Uphall Station is a village located in West Lothian, Scotland. The name is derived from the neighbouring town Uphall on account of the railway station located on the northeast perimeter of the village. The village is situated southeast of Uphall and Broxburn, north of Pumpherston and northeast of Livingston. It lies approximately 1/4 mi from the M8, which is a major road running between Greenock in the west of Scotland and Edinburgh in the east of Scotland. A gala day (an outdoor fête) is held annually, usually in June.

==Housing==
Uphall Station has a variety of housing, including old Victorian and Edwardian stone-built cottages, modern housing estates, bungalows and cottages. The cottages were built during the mining days of Uphall Station to house the large mining community, since each property has been extended in different ways, every property is unique and house prices vary. Some cottages have low maintenance yards whilst others have very large (3000sqft/ 300sqm) back gardens. Houses in the area have recently sold for over £300,000 with the new Dundas Estate houses selling for between £250,000 and over £300,000.

==Natural landscape==
Uphall Station encompasses a nationally significant population of protected Great Crested Newts, thought to be to third largest breeding site in Scotland.
The site, to the North East of the main thoroughfare of Pumpherston Road, is also home to badgers, wild roe deer, foxes, Soprano pipistrelle bats, 17 species of rare and at danger bird species including Grey partridge, yellowhammers, Skylarks and birds of prey. In all, the area is home to over 100 species of animals and many species of wild flowers. The area is open access and currently utilized as arable farmland as well as a training ground for local amphibian welfare charities due to its highly accessible nature by road and rail.

==Crime levels==
Uphall Station has a relatively low crime rate compared with the rest of West Lothian and is therefore considered a safe place to raise children. According to Police Scotland, West Lothian has a much lower than average crime and offence rate which is lower than every city in Scotland, including a crime rate nearly 30% lower than Edinburgh, 64% lower than Glasgow and a third lower than Falkirk.

Dishonesty crimes in West Lothian are half that of Edinburgh and violent crime is 72% lower than that of Glasgow. This is possibly attributed to the numerous neighbourhood watch schemes in the area and the number of affluent commuters who reside in the village.

==Services==
Uphall Station has a population of around 1,026 residents; Uphall Station has a significant proportion of commuters to Edinburgh due to its reputation as a safe commuter village with exceptional links to Edinburgh, Glasgow and other parts of West Lothian through ScotRail, M8 motorway and Lothian Country Buses.

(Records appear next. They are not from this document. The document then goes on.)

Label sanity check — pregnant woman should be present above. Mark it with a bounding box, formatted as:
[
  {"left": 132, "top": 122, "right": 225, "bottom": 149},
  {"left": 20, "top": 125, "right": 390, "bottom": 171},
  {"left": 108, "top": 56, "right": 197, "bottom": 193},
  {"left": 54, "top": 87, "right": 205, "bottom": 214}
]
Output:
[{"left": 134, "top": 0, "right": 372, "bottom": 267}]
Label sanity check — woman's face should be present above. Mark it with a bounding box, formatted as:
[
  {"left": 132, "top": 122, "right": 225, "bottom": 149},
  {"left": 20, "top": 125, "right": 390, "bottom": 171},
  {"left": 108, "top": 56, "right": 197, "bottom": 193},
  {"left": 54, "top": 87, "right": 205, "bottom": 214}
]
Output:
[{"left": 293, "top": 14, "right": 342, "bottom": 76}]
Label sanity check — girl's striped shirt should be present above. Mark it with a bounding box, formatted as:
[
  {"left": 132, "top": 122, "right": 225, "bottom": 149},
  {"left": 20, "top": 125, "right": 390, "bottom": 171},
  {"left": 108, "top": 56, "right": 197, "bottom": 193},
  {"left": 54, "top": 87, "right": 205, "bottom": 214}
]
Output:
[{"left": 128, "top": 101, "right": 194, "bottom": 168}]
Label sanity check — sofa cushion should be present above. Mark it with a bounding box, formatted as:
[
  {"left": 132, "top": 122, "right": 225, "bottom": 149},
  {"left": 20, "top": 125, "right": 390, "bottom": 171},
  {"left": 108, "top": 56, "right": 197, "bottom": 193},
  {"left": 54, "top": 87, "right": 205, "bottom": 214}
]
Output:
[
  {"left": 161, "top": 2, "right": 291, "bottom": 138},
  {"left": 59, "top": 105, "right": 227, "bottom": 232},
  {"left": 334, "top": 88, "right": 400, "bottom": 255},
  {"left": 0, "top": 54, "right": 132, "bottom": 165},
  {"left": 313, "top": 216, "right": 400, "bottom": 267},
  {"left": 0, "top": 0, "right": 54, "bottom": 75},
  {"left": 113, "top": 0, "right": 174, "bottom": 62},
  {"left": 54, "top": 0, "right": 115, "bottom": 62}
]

There are numerous local taxi companies which can take you to Livingston, Edinburgh airport and Edinburgh as well as further afield.

==Public transport==

Lothian Country Buses operate the bus service calling at Uphall Station, Service 72 between Fauldhouse & Kirklison via Whitburn, Livingston, Broxburn & Winchburgh.

Uphall rail station is exceptionally popular with Edinburgh commuters with up to four trains an hour from 6am until midnight and the journey taking less than 20 minutes to reach the heart of Edinburgh. Commutes to Glasgow are also popular due to the reliable service every 15 minutes.

Uphall Station is also ideally situated for Edinburgh Airport which is a short drive or taxi ride away.

==Amenities==
Within Uphall Station, shops and services include: a small supermarket, local pub with pool and darts hall, a hairdresser salon, a bowling club and a Thai restaurant. West Lothian Council operates a mobile library service as it lies outside the 1 mi threshold of a local library.

Uphall Station is adjacent to a large country park which houses a variety of local animals including deer, birds of prey, endangered great crested newts and other nesting birds.

Within a five-minute walk lies a popular Indian restaurant, Scotmid, another corner shop, upscale golf club with dining facilities and two Chinese takeaways.